Wir haben keinen Hund.«
    Sie wünschten sich eine gute Nacht und verabschiedeten
sich voneinander. Jung war einerseits froh, den Abend so jäh beendet zu sehen. Auf
der anderen Seite bedauerte er, die Bachsuiten nicht bis zum Schluss in so angenehmer
Gesellschaft genießen zu können. Er stieg zu Jürgen Mendel ins Auto. Sie machten
sich auf den Weg nach Westerland. Jung war müde. In seinem Kopf ballten sich die
Gedanken darüber, was er heute zu hören bekommen hatte. Er konnte keine Ordnung
reinbringen. Er war einfach fertig und überließ sich gerne dem Gerumpel des Fahrzeugs
und den Fahrkünsten seines Gastgebers.
    In der Strandallee ließ Jürgen Mendel ihn aussteigen,
gab ihm die Schlüssel und ein paar nützliche Anweisungen zum Gebrauch der Dusche
und fuhr nach kurzer Verabschiedung weiter.
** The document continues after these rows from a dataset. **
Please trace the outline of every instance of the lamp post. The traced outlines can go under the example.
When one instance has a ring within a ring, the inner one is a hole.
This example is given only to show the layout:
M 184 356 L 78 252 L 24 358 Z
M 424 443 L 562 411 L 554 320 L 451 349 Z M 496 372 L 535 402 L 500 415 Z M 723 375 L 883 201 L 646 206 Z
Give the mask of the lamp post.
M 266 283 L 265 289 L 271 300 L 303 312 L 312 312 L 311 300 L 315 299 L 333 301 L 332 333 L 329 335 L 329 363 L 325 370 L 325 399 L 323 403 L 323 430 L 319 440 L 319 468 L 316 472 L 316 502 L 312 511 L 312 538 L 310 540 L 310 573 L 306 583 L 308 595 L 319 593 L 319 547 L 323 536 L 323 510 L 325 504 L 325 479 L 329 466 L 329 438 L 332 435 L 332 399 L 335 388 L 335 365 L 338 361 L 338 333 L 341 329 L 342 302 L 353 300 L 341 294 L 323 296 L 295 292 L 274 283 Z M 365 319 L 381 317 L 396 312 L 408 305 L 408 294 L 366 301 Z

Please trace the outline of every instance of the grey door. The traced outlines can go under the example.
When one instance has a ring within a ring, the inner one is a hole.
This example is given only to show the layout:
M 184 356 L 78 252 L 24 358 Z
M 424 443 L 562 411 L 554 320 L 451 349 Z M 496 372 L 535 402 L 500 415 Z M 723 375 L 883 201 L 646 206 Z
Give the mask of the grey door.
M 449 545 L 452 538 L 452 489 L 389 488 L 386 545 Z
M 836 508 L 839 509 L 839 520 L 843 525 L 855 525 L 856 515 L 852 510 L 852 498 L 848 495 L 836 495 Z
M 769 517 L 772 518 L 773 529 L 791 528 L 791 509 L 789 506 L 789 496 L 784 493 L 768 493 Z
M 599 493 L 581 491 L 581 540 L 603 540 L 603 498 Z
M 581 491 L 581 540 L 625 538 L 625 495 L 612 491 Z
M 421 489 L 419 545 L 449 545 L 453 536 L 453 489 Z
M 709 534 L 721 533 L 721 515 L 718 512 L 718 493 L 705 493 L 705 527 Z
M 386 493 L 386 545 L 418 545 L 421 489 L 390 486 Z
    Beim Zähneputzen fiel Jung ein, dass er sein
Ausbleiben lieber seiner Frau mitteilen sollte. Er sprach kurz mit ihr am Telefon.
Sie wünschten sich eine gute Nacht und beendeten das Gespräch. Als er sein Handy
ablegte, schoss ihm durch den Kopf, dass er seine Verabredung mit Helga Bongard
völlig vergessen hatte. Er schalt sich einen Idioten, aber er konnte sich nicht
mehr aufraffen, jetzt noch Schadensbegrenzung zu betreiben. Er fiel ins Bett.
    Nachts weckte Jung das plötzlich einsetzende
Trommeln großer Regentropfen auf der Fensterscheibe. Es hörte ebenso abrupt auf,
wie es begonnen hatte. Dazwischen schien ihm, als drehte jemand an einem imaginären
Verstellknopf, der dem Getrommel der schweren Tropfen einen eigenen Rhythmus gab.
Der Gedanke an eine Kraft, die völlig losgelöst von allem Irdischen tat, was ihr
gefiel und was kein Mensch zu tun befähigt war, erfreute und erheiterte ihn. Aber
schon bald vernahm er hinter dem Wohlklang seiner Gedanken und Gefühle eine bedrohlich
fremde Note. Er mochte ihr nicht weiter nachspüren, erhob sich und ging auf die
Toilette. Als er sich wieder hingelegt hatte, schlief er rasch ein. Er erwachte
spät für seine Verhältnisse, nach traumlosem, langem Schlaf.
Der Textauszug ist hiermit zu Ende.